Some analysts had predicted the number of jobless might surpass 5 million. But while that didn't happen, the latest statistics were another blow to the economy and to the embattled socialist government.
The numbers for the fourth quarter of 2010 -- 20.33% unemployment and almost 4.7 million jobless --- already represented the highest joblessness rate in 13 years.
The latest numbers, for the first quarter of this year, added more somber news. The number of unemployed increased by 213,000, pushing the overall number to 4.9 million.
All major sectors --- industry, construction, services and agriculture --- shed jobs during the quarter.

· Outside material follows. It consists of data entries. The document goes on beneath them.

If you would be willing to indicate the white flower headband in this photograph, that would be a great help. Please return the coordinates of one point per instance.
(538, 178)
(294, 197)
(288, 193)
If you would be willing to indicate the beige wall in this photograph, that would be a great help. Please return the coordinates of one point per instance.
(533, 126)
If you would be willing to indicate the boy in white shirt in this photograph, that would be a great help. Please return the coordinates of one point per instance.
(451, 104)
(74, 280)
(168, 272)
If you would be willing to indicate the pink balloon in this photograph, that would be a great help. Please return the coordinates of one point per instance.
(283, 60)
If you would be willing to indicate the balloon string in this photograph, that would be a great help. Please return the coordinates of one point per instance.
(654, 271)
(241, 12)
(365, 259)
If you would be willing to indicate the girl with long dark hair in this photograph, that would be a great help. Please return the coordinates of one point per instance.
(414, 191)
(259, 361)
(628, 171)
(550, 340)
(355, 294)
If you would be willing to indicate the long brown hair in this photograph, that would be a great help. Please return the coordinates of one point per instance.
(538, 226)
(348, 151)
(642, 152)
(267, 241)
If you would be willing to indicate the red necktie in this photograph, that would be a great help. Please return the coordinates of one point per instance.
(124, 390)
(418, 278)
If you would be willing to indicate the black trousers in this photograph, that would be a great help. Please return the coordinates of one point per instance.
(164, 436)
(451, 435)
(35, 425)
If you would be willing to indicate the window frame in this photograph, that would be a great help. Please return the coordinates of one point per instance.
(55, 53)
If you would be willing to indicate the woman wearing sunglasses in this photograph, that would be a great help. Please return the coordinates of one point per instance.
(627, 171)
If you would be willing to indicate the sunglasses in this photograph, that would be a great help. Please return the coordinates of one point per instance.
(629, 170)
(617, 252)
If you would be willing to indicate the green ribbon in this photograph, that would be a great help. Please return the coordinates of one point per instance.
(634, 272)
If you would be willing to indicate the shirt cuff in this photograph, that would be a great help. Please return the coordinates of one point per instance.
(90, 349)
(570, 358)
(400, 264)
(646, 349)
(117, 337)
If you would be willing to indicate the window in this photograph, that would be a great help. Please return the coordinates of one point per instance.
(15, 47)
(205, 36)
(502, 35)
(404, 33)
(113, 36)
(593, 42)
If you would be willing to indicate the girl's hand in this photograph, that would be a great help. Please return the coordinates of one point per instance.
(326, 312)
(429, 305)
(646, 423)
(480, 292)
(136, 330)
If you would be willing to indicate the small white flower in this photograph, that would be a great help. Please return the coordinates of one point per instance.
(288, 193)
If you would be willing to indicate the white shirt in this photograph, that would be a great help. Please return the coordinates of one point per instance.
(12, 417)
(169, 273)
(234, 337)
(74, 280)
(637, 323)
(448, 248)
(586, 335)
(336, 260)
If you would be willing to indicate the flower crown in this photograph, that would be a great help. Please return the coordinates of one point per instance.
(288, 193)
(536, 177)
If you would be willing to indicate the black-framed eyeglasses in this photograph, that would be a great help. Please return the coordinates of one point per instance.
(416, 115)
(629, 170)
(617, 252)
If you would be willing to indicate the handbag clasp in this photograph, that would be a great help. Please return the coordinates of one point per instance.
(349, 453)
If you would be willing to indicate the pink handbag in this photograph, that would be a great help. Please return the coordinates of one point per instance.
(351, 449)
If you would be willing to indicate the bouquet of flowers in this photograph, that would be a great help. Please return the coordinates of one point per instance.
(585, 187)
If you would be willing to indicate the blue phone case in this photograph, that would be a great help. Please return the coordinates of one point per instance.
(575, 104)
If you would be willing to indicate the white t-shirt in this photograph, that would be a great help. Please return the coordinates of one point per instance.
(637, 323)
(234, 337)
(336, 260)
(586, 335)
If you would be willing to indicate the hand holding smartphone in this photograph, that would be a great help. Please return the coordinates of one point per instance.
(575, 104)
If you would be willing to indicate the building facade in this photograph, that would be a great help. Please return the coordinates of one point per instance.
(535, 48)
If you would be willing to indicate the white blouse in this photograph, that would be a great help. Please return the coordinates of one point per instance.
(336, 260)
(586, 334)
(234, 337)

The number of Spanish households in which no adult had a job increased by 58,000, to a new total of 1.38 million, the government said.
Earlier this month, embattled Socialist Prime Minister Jose Luis Rodriguez Zapatero announced he would not seek a third term. Elections are due by March 2012.
For months, Zapatero's Socialists have trailed in opinion polls behind the main opposition conservative Popular Party.
In announcing his decision on April 2 to Socialist Party leaders, Zapatero said, "We have made mistakes."
He added that "recent months have been very difficult for the work of the government" because even after enacting a budget austerity plan to reduce the public deficit that put Spain under pressure from international financial markets, the destruction of jobs continued.
Local elections in all Spanish cities and for 13 of its 17 regional parliaments will be held May 22. They are widely seen as a bellwether of voter sentiment for the general elections to follow.